Lenguaje

Somos, en gran parte, las palabras que usamos. Nos representamos, en gran parte, en los conceptos que dominamos. El lenguaje crea realidades, o dicho de otra forma, mi realidad se construye en mi lenguaje. El ser humano, esclavo de sus palabras, solo puede ser dueño de sus silencios. La Educación Física, o mejor dicho quienes en ella desenvuelven sus prácticas profesionales, han creado un lenguaje que construyó (y aun construye) el imaginario social de que el movimiento, especialmente el deportivo, es lo que identifica a esta bella área del conocimiento humano. Pues bien, si en el lenguaje cotidiano lo único que verbalizamos se relaciona con el deporte y los movimientos que este involucra, eso es lo que será la Educación Física para esas personas.
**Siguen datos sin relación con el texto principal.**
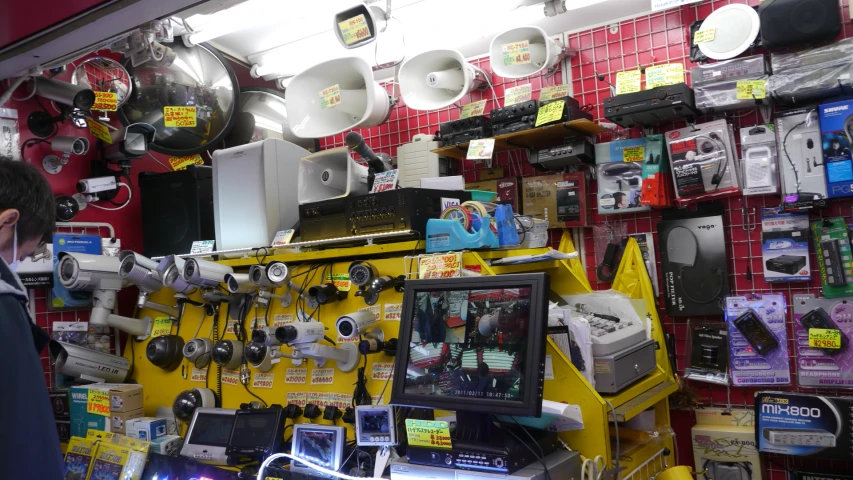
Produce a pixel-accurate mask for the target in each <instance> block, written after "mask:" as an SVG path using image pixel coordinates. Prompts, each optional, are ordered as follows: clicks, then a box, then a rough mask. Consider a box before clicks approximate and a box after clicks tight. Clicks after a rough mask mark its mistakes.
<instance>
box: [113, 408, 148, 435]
mask: <svg viewBox="0 0 853 480" xmlns="http://www.w3.org/2000/svg"><path fill="white" fill-rule="evenodd" d="M144 416H145V412H144V410H143V409H142V408H138V409H136V410H131V411H129V412H110V431H111V432H113V433H120V434H122V435H124V434H125V433H127V432H126V428H127V422H128V421H129V420H132V419H134V418H142V417H144Z"/></svg>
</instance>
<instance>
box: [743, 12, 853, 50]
mask: <svg viewBox="0 0 853 480" xmlns="http://www.w3.org/2000/svg"><path fill="white" fill-rule="evenodd" d="M758 16H759V18H760V19H761V42H762V43H761V44H762V45H763V46H765V47H768V48H776V47H784V46H787V45H796V44H803V43H813V42H819V41H822V40H832V39H834V38H835V37H837V36H838V34H840V33H841V7H840V6H839V4H838V0H766V1H765V2H764V3H762V4H761V5H759V7H758Z"/></svg>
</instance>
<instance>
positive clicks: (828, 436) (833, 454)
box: [755, 391, 853, 460]
mask: <svg viewBox="0 0 853 480" xmlns="http://www.w3.org/2000/svg"><path fill="white" fill-rule="evenodd" d="M755 416H756V419H757V420H756V424H757V429H756V430H757V431H756V438H757V440H758V450H759V451H762V452H770V453H781V454H783V455H801V456H811V457H821V458H839V459H844V460H851V459H853V453H851V452H853V439H851V437H853V397H824V396H821V395H814V394H798V393H793V392H784V393H783V392H764V391H762V392H758V393H756V394H755Z"/></svg>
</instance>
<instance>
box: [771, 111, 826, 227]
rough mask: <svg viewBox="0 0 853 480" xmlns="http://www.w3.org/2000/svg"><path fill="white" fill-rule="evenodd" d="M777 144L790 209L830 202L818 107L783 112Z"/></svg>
mask: <svg viewBox="0 0 853 480" xmlns="http://www.w3.org/2000/svg"><path fill="white" fill-rule="evenodd" d="M776 143H777V145H778V150H779V156H780V158H779V169H780V171H781V181H782V201H783V203H784V205H785V208H786V209H787V210H791V209H800V208H803V209H806V208H811V207H812V206H814V205H815V204H818V205H822V204H823V203H824V202H825V201H826V197H827V191H826V179H825V174H824V172H825V168H824V164H823V148H822V147H821V140H820V123H819V121H818V114H817V110H816V109H815V108H801V109H797V110H789V111H785V112H779V113H778V114H777V116H776Z"/></svg>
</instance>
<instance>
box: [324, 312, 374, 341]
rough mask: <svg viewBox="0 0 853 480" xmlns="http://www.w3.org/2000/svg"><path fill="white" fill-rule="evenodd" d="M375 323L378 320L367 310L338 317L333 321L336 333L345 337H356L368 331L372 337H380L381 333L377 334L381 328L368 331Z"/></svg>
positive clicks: (370, 312) (342, 336)
mask: <svg viewBox="0 0 853 480" xmlns="http://www.w3.org/2000/svg"><path fill="white" fill-rule="evenodd" d="M377 323H379V320H377V319H376V315H374V314H373V313H371V312H369V311H367V310H362V311H358V312H354V313H350V314H349V315H343V316H342V317H339V318H338V321H337V322H335V329H337V331H338V335H340V336H341V337H342V338H346V339H350V338H357V337H358V336H359V335H366V334H368V333H370V334H371V335H372V336H373V337H374V338H380V337H381V335H379V334H380V333H381V332H382V330H379V329H374V330H373V331H370V332H369V330H370V329H371V328H372V327H373V326H374V325H376V324H377ZM374 333H375V335H374Z"/></svg>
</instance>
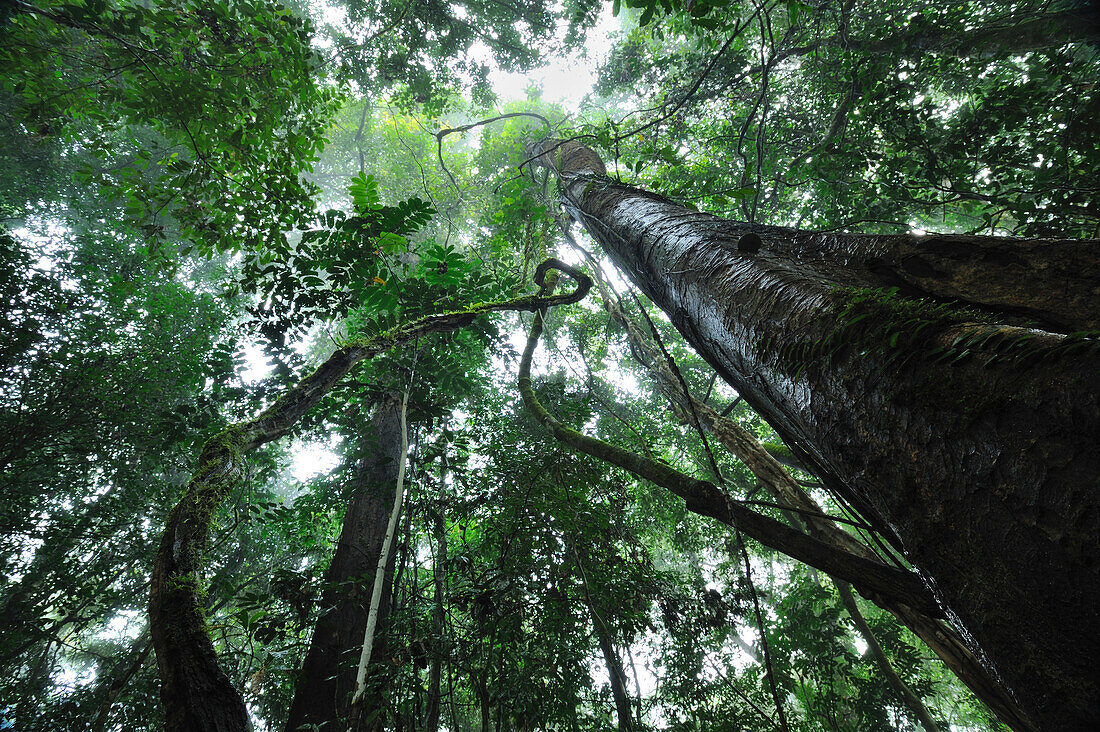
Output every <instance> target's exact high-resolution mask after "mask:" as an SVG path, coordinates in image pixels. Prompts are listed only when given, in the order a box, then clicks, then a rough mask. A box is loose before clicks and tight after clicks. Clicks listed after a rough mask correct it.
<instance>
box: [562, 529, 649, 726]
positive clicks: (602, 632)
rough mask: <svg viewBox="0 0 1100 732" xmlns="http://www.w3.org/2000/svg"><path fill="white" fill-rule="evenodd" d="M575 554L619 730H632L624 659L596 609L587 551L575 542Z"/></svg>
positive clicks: (611, 634)
mask: <svg viewBox="0 0 1100 732" xmlns="http://www.w3.org/2000/svg"><path fill="white" fill-rule="evenodd" d="M572 549H573V556H575V557H576V568H577V569H579V570H580V572H581V586H582V587H583V589H584V603H585V604H586V605H587V607H588V614H591V615H592V627H593V629H594V630H595V632H596V641H597V642H598V643H599V653H601V654H603V656H604V665H605V666H606V667H607V678H608V682H609V684H610V687H612V699H614V700H615V718H616V720H617V722H618V731H619V732H630V731H631V730H632V729H634V723H632V715H631V713H630V695H629V693H628V692H627V690H626V673H625V671H624V670H623V659H621V658H619V655H618V653H616V652H615V640H614V638H613V637H612V632H610V629H608V627H607V624H606V623H605V622H604V619H603V616H602V615H601V614H599V611H598V610H597V609H596V603H595V601H594V600H593V599H592V588H591V587H590V586H588V575H587V572H585V571H584V560H583V559H582V558H581V556H582V555H585V556H586V553H585V551H584V550H583V549H582V550H579V549H577V548H576V543H575V542H573V546H572Z"/></svg>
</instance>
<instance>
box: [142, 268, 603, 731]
mask: <svg viewBox="0 0 1100 732" xmlns="http://www.w3.org/2000/svg"><path fill="white" fill-rule="evenodd" d="M554 267H559V269H560V267H565V270H571V267H568V266H566V265H563V264H562V263H561V262H557V261H552V260H551V261H547V262H543V263H542V264H540V265H539V266H538V269H537V270H536V275H537V276H538V277H539V278H540V280H541V277H543V276H544V275H546V272H547V270H549V269H554ZM591 284H592V283H591V282H590V281H588V280H587V278H586V277H582V278H579V280H576V288H575V289H574V291H573V292H571V293H568V294H564V295H558V296H554V297H532V296H525V297H517V298H514V299H510V301H504V302H499V303H482V304H478V305H473V306H471V307H470V308H467V309H465V310H459V312H455V313H443V314H441V315H429V316H427V317H423V318H419V319H417V320H414V321H412V323H408V324H405V325H403V326H399V327H397V328H394V329H392V330H388V331H386V332H385V334H379V335H378V336H375V337H374V338H371V339H365V340H357V341H355V342H353V343H351V345H349V346H346V347H344V348H341V349H339V350H337V351H335V352H333V353H332V356H330V357H329V358H328V359H327V360H326V361H324V362H323V363H322V364H321V365H320V367H318V368H317V369H316V370H315V371H313V372H312V373H311V374H309V375H308V376H306V378H304V379H303V380H301V381H299V382H298V383H297V384H295V385H294V386H292V387H289V389H287V390H286V391H285V392H284V393H283V394H282V395H281V396H279V397H278V398H277V400H276V401H275V402H274V403H273V404H272V405H271V406H268V407H267V408H266V409H264V411H263V412H261V413H260V415H257V416H256V417H255V418H254V419H250V420H248V422H242V423H239V424H235V425H232V426H230V427H228V428H226V429H223V430H222V431H221V433H219V434H218V435H215V436H213V437H211V438H210V439H209V440H208V441H207V443H206V445H204V446H202V451H201V454H200V455H199V461H198V470H196V472H195V476H194V477H193V478H191V481H190V482H189V483H188V485H187V490H186V491H184V494H183V496H182V498H180V499H179V503H177V504H176V506H175V507H174V509H173V510H172V511H171V512H169V513H168V516H167V518H166V520H165V527H164V532H163V533H162V534H161V544H160V546H158V548H157V553H156V562H155V565H154V567H153V578H152V581H151V582H150V597H149V618H150V631H151V633H152V636H153V649H154V651H155V652H156V664H157V668H158V670H160V673H161V681H162V687H161V700H162V701H163V702H164V707H165V721H166V723H165V729H166V730H167V731H168V732H243V731H244V730H249V729H250V726H251V722H250V720H249V713H248V710H246V709H245V707H244V700H243V699H242V698H241V695H240V692H239V691H238V690H237V688H235V687H234V686H233V682H232V680H230V678H229V677H228V676H227V675H226V673H224V670H222V668H221V666H220V665H219V664H218V655H217V653H216V652H215V647H213V642H212V641H211V640H210V636H209V635H208V633H207V627H206V620H205V618H204V612H202V607H204V605H202V600H201V596H202V592H201V589H202V580H201V567H202V561H204V559H205V556H206V550H207V542H208V539H209V534H210V525H211V524H212V522H213V520H215V516H216V513H217V510H218V506H219V505H220V504H221V502H222V500H224V498H226V495H228V494H229V492H230V491H231V490H232V489H233V488H235V487H237V485H238V484H239V483H240V482H241V480H242V479H243V477H244V474H245V463H244V456H245V455H246V454H248V452H250V451H251V450H254V449H256V448H257V447H260V446H261V445H265V444H266V443H270V441H272V440H274V439H278V438H279V437H283V436H284V435H286V434H287V433H288V431H289V430H290V429H292V428H293V427H294V425H295V424H296V423H297V422H298V419H300V418H301V417H303V416H304V415H305V414H306V413H308V412H309V411H310V409H312V408H313V407H316V406H317V405H318V404H319V403H320V401H321V398H322V397H323V396H324V395H326V394H327V393H328V392H329V390H331V389H332V386H333V385H334V384H335V383H337V382H339V381H340V380H341V379H342V378H343V376H344V375H346V373H348V372H349V371H350V370H351V369H352V368H353V367H354V365H355V364H356V363H359V362H361V361H363V360H365V359H370V358H373V357H374V356H377V354H378V353H382V352H385V351H387V350H389V349H392V348H394V347H395V346H399V345H403V343H407V342H410V341H412V340H416V339H418V338H422V337H425V336H427V335H428V334H433V332H444V331H451V330H455V329H458V328H462V327H465V326H467V325H470V324H471V323H472V321H473V320H474V318H476V317H477V316H478V315H483V314H486V313H497V312H502V310H517V309H518V310H525V309H526V310H538V309H540V308H543V307H552V306H554V305H562V304H566V303H575V302H577V301H579V299H581V298H582V297H584V295H585V294H586V293H587V292H588V287H590V286H591Z"/></svg>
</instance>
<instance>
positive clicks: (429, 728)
mask: <svg viewBox="0 0 1100 732" xmlns="http://www.w3.org/2000/svg"><path fill="white" fill-rule="evenodd" d="M447 473H448V468H447V455H445V454H444V455H443V456H442V466H441V467H440V469H439V498H438V500H437V501H436V510H434V512H433V513H432V516H431V529H432V533H433V534H434V535H436V547H437V548H436V558H434V561H432V567H431V577H432V584H433V586H434V594H433V604H432V609H431V635H432V638H431V642H430V643H429V644H428V649H429V653H430V654H431V660H430V662H429V664H430V665H429V669H428V704H427V711H426V712H425V715H423V732H438V730H439V718H440V712H441V708H442V689H441V687H442V678H443V651H444V645H443V620H444V615H443V596H444V592H443V589H444V588H443V581H444V579H445V572H447V520H445V517H444V514H443V510H444V507H445V506H444V502H443V488H444V485H445V484H447Z"/></svg>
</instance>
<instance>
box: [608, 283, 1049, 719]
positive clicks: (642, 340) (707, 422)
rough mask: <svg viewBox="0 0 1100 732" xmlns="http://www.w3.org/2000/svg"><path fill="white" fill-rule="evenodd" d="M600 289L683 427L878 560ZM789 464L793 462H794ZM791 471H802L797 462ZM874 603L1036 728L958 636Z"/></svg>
mask: <svg viewBox="0 0 1100 732" xmlns="http://www.w3.org/2000/svg"><path fill="white" fill-rule="evenodd" d="M599 284H601V285H602V284H603V283H599ZM604 289H605V288H604V287H601V294H602V295H603V296H604V307H605V308H606V309H607V312H608V313H609V314H610V316H612V318H613V319H615V321H616V323H618V324H619V325H620V326H621V327H623V329H624V330H625V331H626V335H627V338H628V339H629V341H630V348H631V351H632V353H634V354H635V357H636V358H637V359H638V360H639V361H640V362H641V363H642V365H645V367H646V368H647V369H648V370H649V371H650V373H651V374H652V376H653V380H654V381H656V382H657V384H658V386H659V387H660V390H661V391H662V392H663V393H664V394H665V396H667V397H668V398H669V402H670V404H671V405H672V408H673V412H674V413H675V414H676V415H678V417H680V418H681V419H682V420H683V422H685V423H687V424H693V423H694V422H695V420H697V422H698V426H700V427H701V428H703V429H705V430H706V431H708V433H709V434H712V435H713V436H714V437H715V438H716V439H717V440H718V443H719V444H720V445H722V446H723V447H725V448H726V449H727V450H728V451H729V452H730V454H731V455H733V456H735V457H736V458H737V459H739V460H740V461H741V462H742V463H745V466H746V467H747V468H748V469H749V471H750V472H751V473H752V474H753V476H755V477H756V478H757V480H759V481H760V484H761V485H762V487H763V489H764V490H766V491H768V492H769V493H771V495H772V496H774V498H775V499H777V500H779V501H781V502H782V503H784V504H787V505H789V506H792V507H793V509H798V511H799V512H798V514H796V517H795V521H796V522H798V524H796V525H803V526H805V527H806V529H807V531H809V532H810V534H811V535H812V536H815V537H817V538H820V539H822V540H824V542H827V543H828V544H832V545H834V546H836V547H837V548H840V549H844V550H846V551H850V553H851V554H855V555H857V556H861V557H864V558H867V559H877V556H876V555H875V553H873V551H871V550H870V549H869V548H868V547H867V546H866V545H864V544H862V543H860V542H859V540H858V539H856V538H855V537H854V536H851V535H850V534H848V533H846V532H844V531H842V529H840V528H839V527H838V526H837V525H836V524H835V523H833V522H832V521H828V520H827V518H824V514H823V511H822V507H821V506H820V505H818V504H817V502H816V501H814V500H813V498H811V496H810V494H809V493H806V491H805V490H803V488H802V487H801V485H799V484H798V482H795V481H794V480H793V479H792V478H791V476H790V474H789V473H788V472H787V471H785V470H784V469H783V467H782V460H781V459H779V458H777V457H775V455H774V454H775V452H778V454H779V456H780V458H782V457H784V456H787V457H788V459H789V455H790V450H789V449H788V448H787V447H785V446H782V445H780V446H774V447H773V446H767V447H766V446H763V445H761V444H760V443H759V441H758V440H757V438H756V437H755V436H753V435H751V434H750V433H749V431H748V430H747V429H745V428H744V427H741V426H740V425H738V424H737V423H736V422H735V420H733V419H729V418H727V417H723V416H722V415H720V414H718V413H717V412H716V411H715V409H713V408H711V406H708V405H707V404H705V403H703V402H700V401H698V400H696V398H694V397H693V396H692V395H691V394H689V393H686V392H685V391H684V385H683V384H681V383H680V382H679V380H678V379H676V378H675V375H674V374H673V373H672V370H671V368H670V367H669V365H668V364H667V363H665V362H664V361H663V360H662V358H661V356H660V353H658V352H657V350H656V349H654V348H653V347H652V346H651V345H650V343H649V341H648V340H647V339H646V338H645V337H643V336H642V334H641V332H640V331H639V330H638V328H637V327H636V326H635V325H634V323H631V321H630V319H629V318H628V317H627V316H626V314H625V313H624V312H623V310H621V308H619V307H618V306H617V305H616V304H614V303H612V302H610V299H609V298H608V297H607V294H606V293H605V292H604ZM775 448H781V449H775ZM789 461H791V462H793V460H789ZM795 467H798V468H800V469H801V468H802V466H801V465H798V463H795ZM838 587H839V586H838ZM876 602H877V603H878V604H879V607H881V608H882V609H884V610H887V611H888V612H890V613H891V614H893V616H894V618H897V619H898V621H899V622H901V623H902V624H903V625H905V626H906V627H909V629H910V630H911V631H912V632H913V633H914V634H915V635H916V636H917V637H920V638H921V640H922V641H924V643H925V645H927V646H928V648H931V649H932V651H933V653H935V654H936V655H937V656H938V657H939V659H941V660H943V662H944V664H945V665H946V666H947V667H948V668H949V669H950V670H952V671H953V673H954V674H955V675H956V676H957V677H958V678H959V679H960V680H961V681H963V682H964V684H966V685H967V687H969V689H970V690H971V691H972V692H974V693H975V696H977V697H978V698H979V699H981V700H982V701H983V702H985V703H986V706H987V707H989V708H990V710H992V711H993V713H994V714H997V717H998V718H999V719H1001V720H1002V721H1003V722H1004V723H1005V724H1009V725H1010V726H1012V729H1014V730H1020V731H1022V732H1023V731H1027V732H1034V730H1035V726H1034V724H1033V723H1032V722H1031V720H1029V719H1027V717H1026V714H1024V712H1023V710H1022V709H1020V707H1019V704H1018V703H1016V702H1015V700H1014V699H1013V698H1012V697H1011V696H1010V695H1009V693H1008V691H1007V690H1005V689H1004V687H1003V686H1001V684H1000V682H999V681H998V680H997V679H996V678H993V677H992V676H990V674H989V671H988V670H987V669H986V668H985V667H983V666H982V665H981V663H980V662H979V660H978V658H977V657H976V656H975V655H974V652H971V651H970V648H969V647H967V645H966V644H965V643H964V642H963V638H961V637H960V636H959V634H958V633H956V632H955V631H954V630H952V629H950V627H948V626H946V625H945V624H944V623H943V622H942V621H939V620H937V619H935V618H930V616H928V615H926V614H923V613H920V612H917V611H915V610H913V609H912V608H910V607H908V605H905V604H902V603H900V602H897V601H895V600H893V599H892V598H886V597H881V596H880V597H878V598H876Z"/></svg>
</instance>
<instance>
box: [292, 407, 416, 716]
mask: <svg viewBox="0 0 1100 732" xmlns="http://www.w3.org/2000/svg"><path fill="white" fill-rule="evenodd" d="M400 406H401V403H400V398H398V397H396V396H394V395H392V394H387V395H385V396H383V397H382V398H381V400H379V402H378V404H377V406H376V407H375V411H374V416H373V417H372V419H371V426H370V429H367V430H366V434H364V435H363V446H362V451H363V457H362V458H360V460H359V465H357V466H356V468H355V479H354V485H353V489H352V494H351V495H352V498H351V502H350V503H349V505H348V513H346V514H344V521H343V526H342V527H341V529H340V539H339V542H338V543H337V549H335V554H334V555H333V557H332V564H331V565H329V569H328V571H326V573H324V591H323V593H322V596H321V615H320V618H318V620H317V625H316V627H315V630H313V636H312V640H311V641H310V643H309V651H308V652H307V653H306V660H305V663H304V664H303V667H301V671H300V674H299V676H298V685H297V688H296V689H295V695H294V701H293V702H292V704H290V713H289V717H288V718H287V722H286V730H287V732H297V731H298V730H300V729H307V730H317V731H318V732H337V731H338V730H339V732H343V730H344V729H346V724H348V721H346V720H348V715H349V711H350V709H351V695H352V693H353V692H354V690H355V670H356V667H357V663H359V654H360V651H361V646H362V644H363V629H364V627H365V625H366V605H367V603H368V601H370V598H371V587H372V581H373V578H374V572H375V568H376V567H377V565H378V553H379V551H381V549H382V542H383V538H384V537H385V534H386V524H387V523H388V521H389V510H390V507H392V505H393V502H394V488H395V485H396V482H397V467H398V461H399V460H400V445H401V429H400ZM395 556H396V554H394V555H392V556H390V560H389V565H388V566H387V568H386V581H385V583H384V587H383V592H382V601H381V603H379V607H378V623H379V625H384V623H385V619H386V615H387V613H388V611H389V600H390V594H392V590H393V588H392V577H393V557H395ZM372 702H374V703H372ZM376 702H377V700H376V699H371V698H370V697H364V700H363V710H362V714H363V718H370V717H371V713H372V711H375V710H376V709H377V704H376Z"/></svg>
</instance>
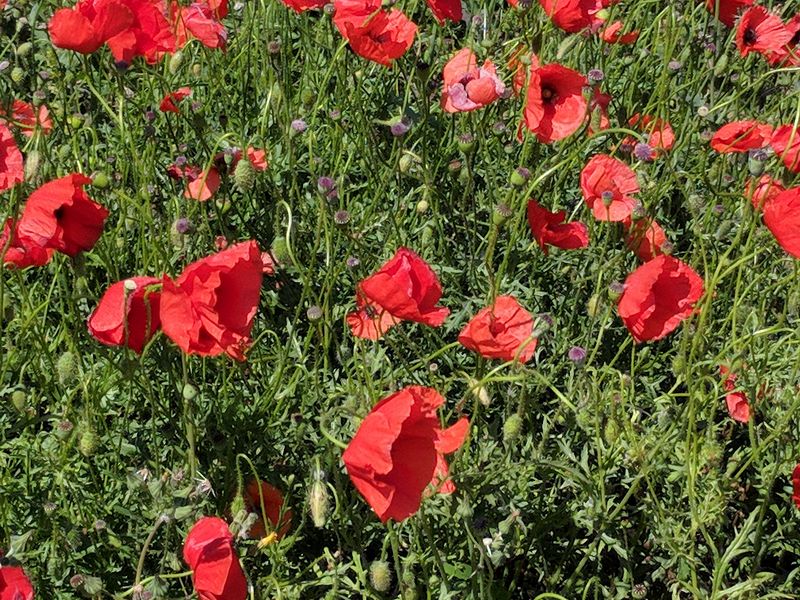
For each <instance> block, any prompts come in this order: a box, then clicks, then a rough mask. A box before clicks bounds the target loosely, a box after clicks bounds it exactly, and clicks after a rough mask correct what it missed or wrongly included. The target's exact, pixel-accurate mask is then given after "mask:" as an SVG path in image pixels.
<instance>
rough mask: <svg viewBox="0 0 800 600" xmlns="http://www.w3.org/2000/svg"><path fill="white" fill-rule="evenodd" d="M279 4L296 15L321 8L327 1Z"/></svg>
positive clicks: (325, 4)
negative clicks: (287, 9)
mask: <svg viewBox="0 0 800 600" xmlns="http://www.w3.org/2000/svg"><path fill="white" fill-rule="evenodd" d="M281 2H283V3H284V4H285V5H286V6H287V7H289V8H291V9H292V10H293V11H294V12H296V13H297V14H298V15H299V14H300V13H302V12H305V11H307V10H315V9H318V8H322V7H323V6H325V5H326V4H327V3H328V2H327V0H281Z"/></svg>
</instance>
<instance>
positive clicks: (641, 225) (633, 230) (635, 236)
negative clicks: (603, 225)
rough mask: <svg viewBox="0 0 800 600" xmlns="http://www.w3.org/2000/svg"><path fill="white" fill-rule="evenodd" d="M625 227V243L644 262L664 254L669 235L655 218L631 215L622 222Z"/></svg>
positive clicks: (625, 244) (639, 258)
mask: <svg viewBox="0 0 800 600" xmlns="http://www.w3.org/2000/svg"><path fill="white" fill-rule="evenodd" d="M622 225H623V227H624V228H625V245H626V246H628V248H629V249H630V250H631V252H633V253H635V254H636V256H638V257H639V260H641V261H642V262H647V261H648V260H652V259H653V258H655V257H656V256H659V255H661V254H664V251H663V250H662V247H663V246H664V244H665V243H666V241H667V235H666V234H665V233H664V230H663V229H662V228H661V225H659V224H658V223H657V222H656V220H655V219H649V218H644V219H638V220H636V221H634V220H633V219H631V218H630V217H628V218H627V219H625V220H624V221H623V222H622Z"/></svg>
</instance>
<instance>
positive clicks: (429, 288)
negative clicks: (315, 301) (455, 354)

Dicho lenguaje es la forma como representan el conocimiento del área. Quiero decir con todo esto, que muchos profesionales de la Educación Física utilizan ese lenguaje primigenio, que el sentido común identifica como expresión de la Educación Física. Lo mismo sucede con otras áreas del conocimiento. Generalmente los “especialistas” utilizan el lenguaje de su “especialidad” para moverse en el campo correspondiente. Y ahí estamos, según mi parecer, en un franco problema. Porque Pedagogía en Educación Física es mucho más que lenguaje deportivo. Como pedagogía la Educación Física navega por los lenguajes semióticos y códigos simbólicos culturales que enriquecen su significado mucho más allá del lenguaje popular. Salvo excepciones, los seres humanos tendemos a encerrarnos en el lenguaje de nuestra profesión, y desde allí intentamos comprender el mundo y el comportamiento humano. Por lo tanto, desde mi lenguaje le doy significado al mundo e intento comprender al otro. De ahí que la mayoría de los problemas humanos obedezcan a un asunto de lenguaje, al intentar entendernos desde lenguajes diferentes. Cada lenguaje, cada dominio de conocimiento, es una interpretación del mundo. Comprender la Educación Física como fenómeno pedagógico, implica mucho más que análisis de movimientos o lenguajes de sentido tradicional. Implica ampliar el campo de conocimientos considerando la pedagogía como un fenómeno complejo y dinámico, sujeto a constantes cambios debido a influencias humanas de orden socio cultural.